The Immersive Installations of Pipilotti Rist: Pixel Forest and Worry Will Vanish Return to the MFAH

Two works by Swiss artist Pipilotti Rist will again transform the Museum’s Cullinan Hall through Labor Day 2023

In March 2023, the Museum of Fine Arts, Houston, continues its ongoing series of grand-scale, immersive presentations with the opening of Pipilotti Rist: Pixel Forest and Worry Will Vanish.

This special exhibition brings together two experiential works from the MFAH collection: Pixel Forest (2016), an installation of thousands of hanging LED lights, and Worry Will Vanish (2014), a two channel video projection that takes viewers on a dream-like journey through the natural landscape, the human body and the heavens above.

About the Exhibition:

Pipilotti Rist has been among contemporary art’s chief innovators since the mid-1980s. Her work has pushed the boundaries between video and the built environment, exploiting new technologies to create installations that fuse the natural world with the electronic sublime. Pipilotti Rist: Pixel Forest and Worry Will Vanish also demonstrates Rist’s profound engagement in what it means to be human in the cosmic cycle of generation and regeneration:

Pixel Forest (2016), which has been custom fabricated by Rist and her collaborator Kaori Kuwabara to span the vast space of Cullinan Hall, consists of 3,000 LED lights encased in resin spheres, and suspended on cables from the ceiling. Each light is controlled by a video signal so that the “forest” is constantly changing, sometimes shifting in a staccato rhythm, and sometimes in sinuous waves of color. Visitors can stroll throughout this environment, which Rist describes as “a digital image that has exploded in space.” She explains further: “I want to make it clear that everything we look at is also always just organized light, which helps as I dissolve architecture and forms. I am interested in the combination of nature and technology; these are not two different things.”

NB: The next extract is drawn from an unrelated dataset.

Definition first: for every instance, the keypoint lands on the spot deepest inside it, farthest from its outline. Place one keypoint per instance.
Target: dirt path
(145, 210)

Worry Will Vanish (2014), a two-channel video that runs in ten-minute cycles, will be projected onto the south and west walls of Cullinan Hall, taking viewers into a fantastic dreamscape where the body and nature become one. Rist’s filmed and manipulated footage is immediately enchanting, as glistening, dew-laced leaves give way to images of the body and its interior, vast oceans, and a starry sky. The
accompanying soundtrack, created in collaboration with ID TK Anders Guggisberg, offers a lyrical and resonantly textured soundscape, heightening the video’s aura of wonderstruck celebration. Visitors are invited to recline on pillows and lose themselves in Rist’s cosmos.

About the Artist

Pipilotti Rist was born in the Rhine Valley, Switzerland, in 1962, and currently lives and works in Zürich. She attended both the University of Applied Arts in Vienna (1982–86), studying graphic design, illustration, and photography, and the Basel School of Design (1986–88), studying audiovisual communications and video. In addition to her studio art practice, she was a member of the band Les Reines Prochaines (Queens of the Knives) from 1988 to 1994, and the spirit of collaboration remains central to her work. Rist first came to
international acclaim through her single-channel videos, including I’m Not The Girl Who Misses Much (1986), and her two-channel projections, including Ever is Over All (1997).

With Zimmer (1994/2000), Rist began to construct installations in tandem with her videos, and her more recent work increasingly blurs the lines between object, environment, image, and light. Rist has been featured in exhibitions at museums and festivals across Europe, Japan, and the Americas, including biennials in São Paulo, Venice, Istanbul, and the Caribbean.